📋 Plan du Cours
- Mission et rôle des affaires internes
- Définitions et personnes concernées
- Application territoriale du code
- Droits des accusés et des victimes
- Hiérarchie et organisation du service
- Contrôle des règlements et fautes couvertes
- Surveillance des académies
- Cours martiales et vote
- Sanctions martiales et exécution
- Marche de la justice martiale
- Promulgation et amendement du code
📖 1. Mission et rôle des affaires internes
🔑 Notions clés & Définitions
- Service des affaires internes : Organe de contrôle, d’enquête et de sanction chargé de traiter des manquements liés au fonctionnement du Département de la Sécurité.
- Contrôle, enquête et sanction : Ensemble des missions qui permettent au service de vérifier, d’investiguer et de décider de la suite disciplinaire des cas.
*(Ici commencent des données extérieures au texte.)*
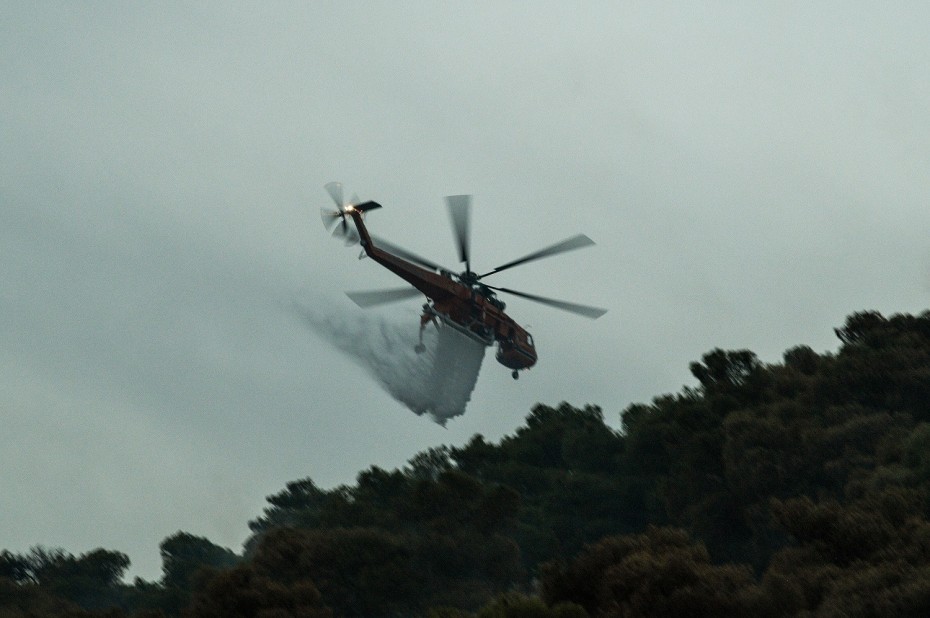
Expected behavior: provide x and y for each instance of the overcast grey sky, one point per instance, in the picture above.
(751, 172)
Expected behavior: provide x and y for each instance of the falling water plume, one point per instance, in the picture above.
(437, 382)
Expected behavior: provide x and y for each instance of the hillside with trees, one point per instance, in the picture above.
(800, 488)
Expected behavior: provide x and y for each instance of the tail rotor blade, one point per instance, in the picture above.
(329, 217)
(460, 211)
(585, 310)
(335, 191)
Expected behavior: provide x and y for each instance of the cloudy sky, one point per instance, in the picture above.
(751, 172)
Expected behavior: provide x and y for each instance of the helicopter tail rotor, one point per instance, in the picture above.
(335, 221)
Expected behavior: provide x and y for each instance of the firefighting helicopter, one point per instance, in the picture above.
(462, 300)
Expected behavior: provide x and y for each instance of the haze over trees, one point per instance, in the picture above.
(799, 488)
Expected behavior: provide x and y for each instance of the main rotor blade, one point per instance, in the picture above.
(569, 244)
(380, 297)
(335, 191)
(460, 211)
(407, 255)
(585, 310)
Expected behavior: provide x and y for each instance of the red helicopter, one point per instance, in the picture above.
(458, 300)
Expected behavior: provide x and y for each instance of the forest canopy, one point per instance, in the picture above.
(794, 488)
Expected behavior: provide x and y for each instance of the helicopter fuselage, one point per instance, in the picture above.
(467, 306)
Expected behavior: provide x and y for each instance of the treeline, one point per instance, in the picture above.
(800, 488)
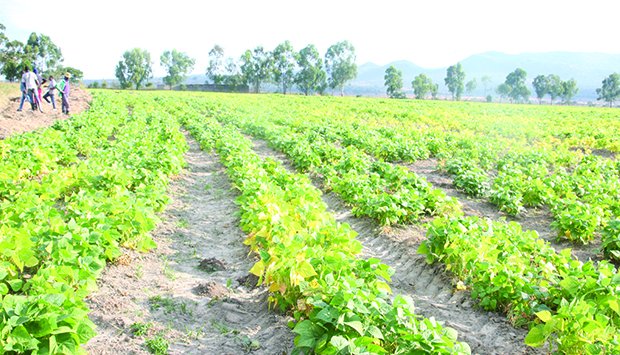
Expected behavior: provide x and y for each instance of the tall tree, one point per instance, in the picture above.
(311, 77)
(610, 90)
(515, 81)
(541, 87)
(455, 81)
(569, 90)
(256, 67)
(471, 85)
(215, 70)
(13, 60)
(487, 82)
(394, 83)
(134, 69)
(554, 88)
(177, 65)
(284, 65)
(42, 52)
(423, 85)
(340, 65)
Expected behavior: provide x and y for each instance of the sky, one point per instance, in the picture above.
(93, 35)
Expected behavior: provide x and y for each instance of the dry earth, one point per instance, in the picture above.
(429, 285)
(194, 290)
(538, 219)
(12, 121)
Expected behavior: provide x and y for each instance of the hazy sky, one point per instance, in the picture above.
(94, 34)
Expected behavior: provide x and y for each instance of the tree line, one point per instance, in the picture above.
(38, 52)
(514, 88)
(283, 66)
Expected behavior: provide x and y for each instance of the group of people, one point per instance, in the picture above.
(31, 87)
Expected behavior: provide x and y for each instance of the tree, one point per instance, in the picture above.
(455, 79)
(232, 76)
(517, 90)
(256, 67)
(340, 65)
(471, 86)
(216, 65)
(42, 52)
(284, 65)
(422, 85)
(554, 88)
(569, 90)
(610, 90)
(134, 69)
(541, 87)
(394, 83)
(503, 90)
(13, 60)
(177, 65)
(311, 76)
(487, 82)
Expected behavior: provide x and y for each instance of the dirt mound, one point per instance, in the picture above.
(13, 121)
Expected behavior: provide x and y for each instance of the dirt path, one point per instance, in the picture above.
(194, 290)
(12, 122)
(428, 285)
(538, 219)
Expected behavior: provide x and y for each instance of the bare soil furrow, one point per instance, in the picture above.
(194, 290)
(429, 285)
(538, 219)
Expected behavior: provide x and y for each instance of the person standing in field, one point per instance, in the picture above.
(51, 89)
(30, 79)
(22, 88)
(65, 89)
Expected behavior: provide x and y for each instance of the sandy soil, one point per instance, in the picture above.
(12, 121)
(194, 290)
(429, 285)
(538, 219)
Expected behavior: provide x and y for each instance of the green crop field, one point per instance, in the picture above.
(75, 195)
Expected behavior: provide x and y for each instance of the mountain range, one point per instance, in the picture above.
(588, 69)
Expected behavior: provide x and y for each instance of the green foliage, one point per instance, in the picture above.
(610, 90)
(569, 90)
(177, 65)
(340, 65)
(516, 87)
(256, 67)
(80, 197)
(309, 261)
(134, 69)
(572, 305)
(215, 70)
(157, 345)
(611, 240)
(284, 65)
(423, 85)
(541, 86)
(394, 83)
(455, 80)
(311, 77)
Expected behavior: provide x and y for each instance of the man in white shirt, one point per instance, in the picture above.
(30, 79)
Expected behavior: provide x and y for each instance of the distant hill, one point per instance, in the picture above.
(588, 69)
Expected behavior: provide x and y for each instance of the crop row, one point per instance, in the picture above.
(308, 261)
(70, 197)
(574, 306)
(582, 192)
(388, 193)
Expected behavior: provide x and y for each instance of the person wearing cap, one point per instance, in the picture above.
(51, 89)
(64, 91)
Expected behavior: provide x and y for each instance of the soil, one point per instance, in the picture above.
(13, 122)
(430, 286)
(194, 289)
(538, 219)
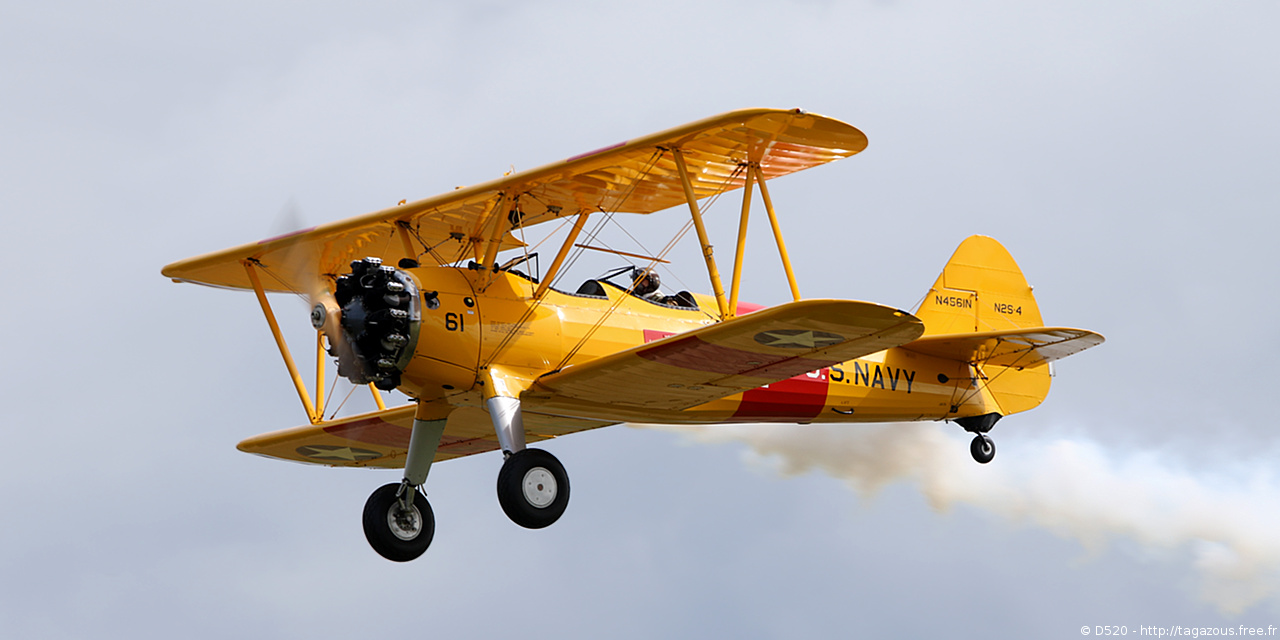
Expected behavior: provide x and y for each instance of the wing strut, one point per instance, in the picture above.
(279, 342)
(777, 231)
(702, 234)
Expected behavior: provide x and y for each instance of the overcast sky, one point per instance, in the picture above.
(1124, 152)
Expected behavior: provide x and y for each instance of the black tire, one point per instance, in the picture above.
(982, 448)
(547, 494)
(403, 542)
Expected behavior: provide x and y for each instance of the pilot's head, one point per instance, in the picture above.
(644, 280)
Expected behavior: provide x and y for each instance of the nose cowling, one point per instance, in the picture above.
(379, 323)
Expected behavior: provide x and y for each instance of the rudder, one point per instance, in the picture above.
(981, 289)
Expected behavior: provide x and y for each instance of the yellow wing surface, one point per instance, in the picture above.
(636, 176)
(720, 360)
(380, 438)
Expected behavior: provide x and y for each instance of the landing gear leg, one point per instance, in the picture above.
(982, 447)
(533, 487)
(398, 521)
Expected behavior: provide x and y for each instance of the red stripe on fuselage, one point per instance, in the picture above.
(698, 355)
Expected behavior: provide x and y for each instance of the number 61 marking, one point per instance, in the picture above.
(453, 321)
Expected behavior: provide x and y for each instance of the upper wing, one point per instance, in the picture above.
(636, 176)
(380, 438)
(1016, 347)
(720, 360)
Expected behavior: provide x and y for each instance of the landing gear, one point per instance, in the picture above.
(533, 488)
(983, 448)
(398, 526)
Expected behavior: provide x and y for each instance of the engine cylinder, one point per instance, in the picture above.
(380, 321)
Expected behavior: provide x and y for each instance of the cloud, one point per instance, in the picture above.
(1230, 526)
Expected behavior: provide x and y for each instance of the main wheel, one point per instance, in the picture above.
(533, 488)
(982, 448)
(394, 533)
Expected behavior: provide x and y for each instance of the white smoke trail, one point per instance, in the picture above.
(1072, 488)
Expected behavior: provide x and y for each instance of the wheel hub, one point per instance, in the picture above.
(539, 487)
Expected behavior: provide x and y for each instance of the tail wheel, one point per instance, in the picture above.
(982, 448)
(533, 488)
(393, 531)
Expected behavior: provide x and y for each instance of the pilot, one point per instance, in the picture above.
(644, 283)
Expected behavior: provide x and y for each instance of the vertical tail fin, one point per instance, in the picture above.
(981, 289)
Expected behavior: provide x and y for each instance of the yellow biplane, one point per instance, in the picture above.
(437, 298)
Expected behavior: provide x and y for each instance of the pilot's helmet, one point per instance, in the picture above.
(645, 282)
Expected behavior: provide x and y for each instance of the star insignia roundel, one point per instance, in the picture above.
(798, 338)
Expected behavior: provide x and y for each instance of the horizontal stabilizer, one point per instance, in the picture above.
(1016, 348)
(720, 360)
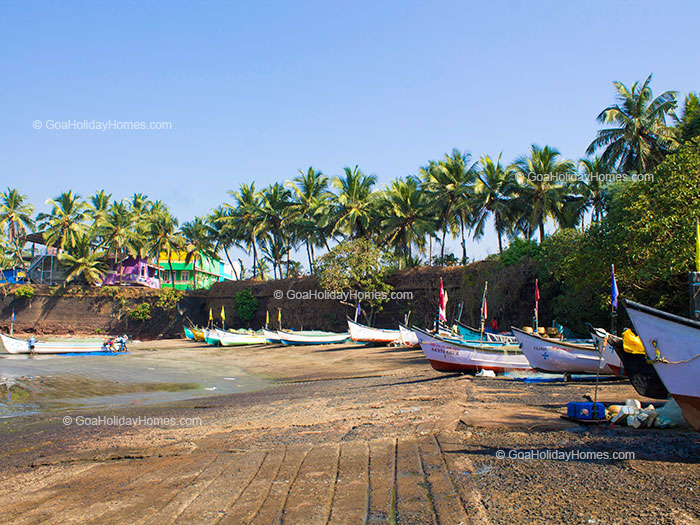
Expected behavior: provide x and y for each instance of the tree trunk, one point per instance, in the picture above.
(541, 225)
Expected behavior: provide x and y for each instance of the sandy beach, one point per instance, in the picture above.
(347, 434)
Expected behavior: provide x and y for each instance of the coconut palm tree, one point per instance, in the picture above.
(15, 218)
(276, 222)
(541, 184)
(83, 261)
(406, 217)
(163, 237)
(311, 210)
(451, 182)
(116, 229)
(592, 186)
(246, 219)
(354, 211)
(494, 189)
(640, 137)
(200, 244)
(65, 223)
(223, 232)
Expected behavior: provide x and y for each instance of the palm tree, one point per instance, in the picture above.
(540, 179)
(246, 219)
(592, 186)
(117, 231)
(406, 221)
(276, 221)
(451, 182)
(640, 138)
(222, 230)
(688, 121)
(495, 186)
(200, 244)
(16, 216)
(354, 212)
(82, 261)
(163, 237)
(65, 223)
(310, 209)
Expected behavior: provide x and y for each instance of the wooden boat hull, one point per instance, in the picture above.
(311, 338)
(548, 355)
(366, 334)
(447, 355)
(19, 346)
(240, 339)
(678, 342)
(641, 374)
(408, 337)
(470, 334)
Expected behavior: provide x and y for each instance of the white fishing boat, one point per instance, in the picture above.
(556, 356)
(672, 344)
(366, 334)
(312, 337)
(240, 338)
(603, 341)
(21, 346)
(453, 355)
(408, 337)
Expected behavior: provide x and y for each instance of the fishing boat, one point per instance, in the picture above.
(21, 346)
(470, 334)
(672, 344)
(366, 334)
(552, 355)
(240, 338)
(211, 337)
(453, 355)
(312, 337)
(198, 334)
(408, 337)
(271, 336)
(641, 373)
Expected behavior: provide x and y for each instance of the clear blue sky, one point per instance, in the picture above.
(257, 90)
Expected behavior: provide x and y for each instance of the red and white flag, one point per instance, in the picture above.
(442, 306)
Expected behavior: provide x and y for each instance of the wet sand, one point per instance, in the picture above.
(348, 434)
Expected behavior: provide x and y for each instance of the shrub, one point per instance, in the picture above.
(246, 304)
(24, 291)
(519, 249)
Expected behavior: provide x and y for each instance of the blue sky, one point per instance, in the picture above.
(257, 90)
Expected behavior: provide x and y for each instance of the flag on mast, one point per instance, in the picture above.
(442, 306)
(537, 299)
(697, 246)
(614, 292)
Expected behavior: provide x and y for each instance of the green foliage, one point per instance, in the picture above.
(141, 312)
(24, 291)
(519, 249)
(168, 298)
(648, 234)
(357, 266)
(245, 304)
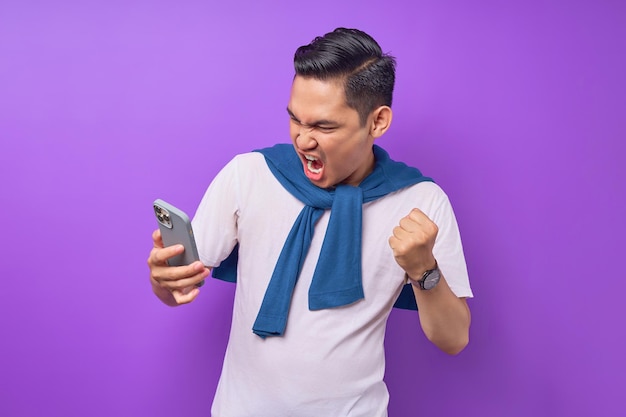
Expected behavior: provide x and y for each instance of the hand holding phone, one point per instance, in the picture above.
(176, 229)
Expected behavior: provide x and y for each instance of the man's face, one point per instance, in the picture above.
(327, 134)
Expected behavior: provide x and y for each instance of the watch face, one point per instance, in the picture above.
(431, 279)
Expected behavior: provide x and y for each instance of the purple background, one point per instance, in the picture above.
(516, 108)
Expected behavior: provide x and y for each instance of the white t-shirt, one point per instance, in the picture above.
(329, 362)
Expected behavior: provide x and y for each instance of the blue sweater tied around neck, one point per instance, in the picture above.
(337, 277)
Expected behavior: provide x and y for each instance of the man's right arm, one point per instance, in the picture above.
(173, 285)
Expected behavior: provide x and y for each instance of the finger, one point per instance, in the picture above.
(417, 215)
(409, 225)
(165, 273)
(186, 296)
(159, 256)
(181, 283)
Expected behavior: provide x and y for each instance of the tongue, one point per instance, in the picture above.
(316, 164)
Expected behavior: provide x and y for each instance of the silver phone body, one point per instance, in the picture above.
(176, 229)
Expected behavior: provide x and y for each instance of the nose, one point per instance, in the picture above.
(305, 139)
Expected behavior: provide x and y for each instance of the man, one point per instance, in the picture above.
(321, 238)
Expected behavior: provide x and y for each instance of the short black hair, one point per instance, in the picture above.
(355, 58)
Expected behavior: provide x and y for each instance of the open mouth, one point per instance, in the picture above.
(313, 164)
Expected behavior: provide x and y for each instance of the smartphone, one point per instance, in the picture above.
(176, 229)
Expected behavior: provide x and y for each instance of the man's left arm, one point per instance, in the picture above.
(444, 317)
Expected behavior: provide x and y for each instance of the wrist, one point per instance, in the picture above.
(427, 280)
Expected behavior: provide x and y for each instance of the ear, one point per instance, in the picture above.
(380, 121)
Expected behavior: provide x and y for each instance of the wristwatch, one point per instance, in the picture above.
(429, 279)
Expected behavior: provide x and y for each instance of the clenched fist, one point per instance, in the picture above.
(412, 243)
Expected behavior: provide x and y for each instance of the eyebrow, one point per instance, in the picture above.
(322, 122)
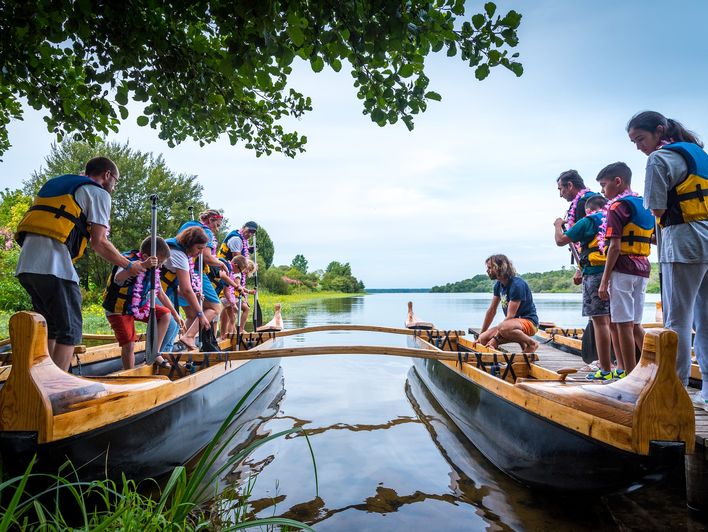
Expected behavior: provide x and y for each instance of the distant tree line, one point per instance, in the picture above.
(554, 281)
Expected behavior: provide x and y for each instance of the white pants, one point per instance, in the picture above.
(627, 297)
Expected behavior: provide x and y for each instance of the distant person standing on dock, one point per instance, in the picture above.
(521, 321)
(571, 188)
(625, 237)
(67, 212)
(676, 191)
(592, 262)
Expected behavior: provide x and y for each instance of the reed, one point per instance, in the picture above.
(188, 500)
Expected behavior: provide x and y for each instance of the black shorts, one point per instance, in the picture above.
(59, 301)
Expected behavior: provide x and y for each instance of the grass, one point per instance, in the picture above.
(187, 501)
(95, 320)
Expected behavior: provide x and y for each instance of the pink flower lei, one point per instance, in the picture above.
(194, 277)
(135, 309)
(574, 206)
(603, 226)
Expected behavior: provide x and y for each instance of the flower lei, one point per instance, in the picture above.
(603, 226)
(573, 207)
(194, 277)
(135, 309)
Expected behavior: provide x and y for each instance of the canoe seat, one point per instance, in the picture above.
(614, 402)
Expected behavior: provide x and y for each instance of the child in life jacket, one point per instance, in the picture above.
(625, 237)
(230, 289)
(125, 300)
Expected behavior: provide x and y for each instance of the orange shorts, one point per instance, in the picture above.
(529, 327)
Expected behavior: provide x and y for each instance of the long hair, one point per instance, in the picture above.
(673, 129)
(504, 266)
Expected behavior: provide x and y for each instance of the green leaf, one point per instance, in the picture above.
(406, 70)
(481, 72)
(317, 64)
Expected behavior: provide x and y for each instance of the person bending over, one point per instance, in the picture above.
(520, 320)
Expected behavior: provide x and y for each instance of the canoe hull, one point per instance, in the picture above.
(149, 445)
(535, 451)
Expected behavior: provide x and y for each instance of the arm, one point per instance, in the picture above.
(612, 256)
(491, 312)
(561, 238)
(106, 250)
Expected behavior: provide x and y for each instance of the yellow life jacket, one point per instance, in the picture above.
(56, 214)
(637, 233)
(688, 201)
(590, 254)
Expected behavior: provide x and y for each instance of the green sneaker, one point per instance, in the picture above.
(600, 375)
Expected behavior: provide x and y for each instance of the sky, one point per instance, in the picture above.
(477, 174)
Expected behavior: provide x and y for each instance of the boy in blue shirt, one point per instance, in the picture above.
(592, 263)
(521, 321)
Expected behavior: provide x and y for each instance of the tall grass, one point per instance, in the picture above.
(187, 501)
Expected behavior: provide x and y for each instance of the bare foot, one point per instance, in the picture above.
(530, 347)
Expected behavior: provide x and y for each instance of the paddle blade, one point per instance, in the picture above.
(259, 314)
(151, 347)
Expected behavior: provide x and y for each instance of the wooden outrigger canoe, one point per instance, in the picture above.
(552, 433)
(132, 422)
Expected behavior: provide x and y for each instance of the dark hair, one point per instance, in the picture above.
(191, 237)
(571, 176)
(595, 202)
(99, 165)
(673, 130)
(618, 169)
(161, 248)
(504, 266)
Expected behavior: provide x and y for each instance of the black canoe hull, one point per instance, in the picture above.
(149, 445)
(535, 451)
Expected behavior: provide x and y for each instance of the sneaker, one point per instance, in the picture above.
(699, 402)
(600, 375)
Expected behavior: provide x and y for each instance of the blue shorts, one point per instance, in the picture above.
(209, 293)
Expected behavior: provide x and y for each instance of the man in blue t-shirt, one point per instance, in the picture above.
(592, 263)
(520, 322)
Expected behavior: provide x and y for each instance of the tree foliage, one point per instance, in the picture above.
(206, 68)
(266, 248)
(299, 263)
(141, 174)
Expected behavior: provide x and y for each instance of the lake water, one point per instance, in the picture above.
(388, 458)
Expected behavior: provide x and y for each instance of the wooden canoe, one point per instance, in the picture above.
(550, 433)
(133, 422)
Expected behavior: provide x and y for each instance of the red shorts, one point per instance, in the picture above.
(123, 325)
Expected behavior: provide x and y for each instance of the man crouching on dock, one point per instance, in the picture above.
(521, 321)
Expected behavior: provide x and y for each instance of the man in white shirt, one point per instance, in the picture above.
(67, 212)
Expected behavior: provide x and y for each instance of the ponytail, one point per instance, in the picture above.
(673, 129)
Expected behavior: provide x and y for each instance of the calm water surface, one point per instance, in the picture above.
(388, 458)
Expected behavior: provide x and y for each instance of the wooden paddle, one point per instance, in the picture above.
(151, 347)
(257, 312)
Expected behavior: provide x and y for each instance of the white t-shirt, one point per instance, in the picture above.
(44, 255)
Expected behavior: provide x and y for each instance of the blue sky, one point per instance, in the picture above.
(477, 175)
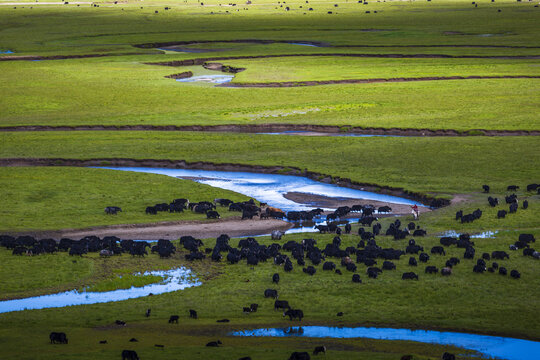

- Personnel stratégique WL : Catégorie de personnel visée par des investigations d’envergure menées par le service des affaires internes.
- Indiscipline répétée : Motif de procédure visant un comportement qui porte atteinte au fonctionnement ou à l’image du Département.
📝 Points essentiels
- Le service mène des investigations d’envergure concernant le personnel stratégique (WL) de la sécurité.
- Le service traite des procédures liées à l’indiscipline répétée, à la corruption, au trafic d’influence et à toute atteinte au bon fonctionnement ou à l’image du Département.
- Le service est décrit comme le seul service d’ordre interne au Département et comme composé de l’élite des services de sécurité globale.
💡 Astuce mémo
Affaires internes = enquête + ordre interne unique : viser WL et les atteintes (indiscipline, corruption, trafic).
📖 2. Définitions et personnes concernées
🔑 Notions clés & Définitions
- Contrôleur : Membre des affaires internes du Département de la Sécurité défini par le code via son rôle de contrôle.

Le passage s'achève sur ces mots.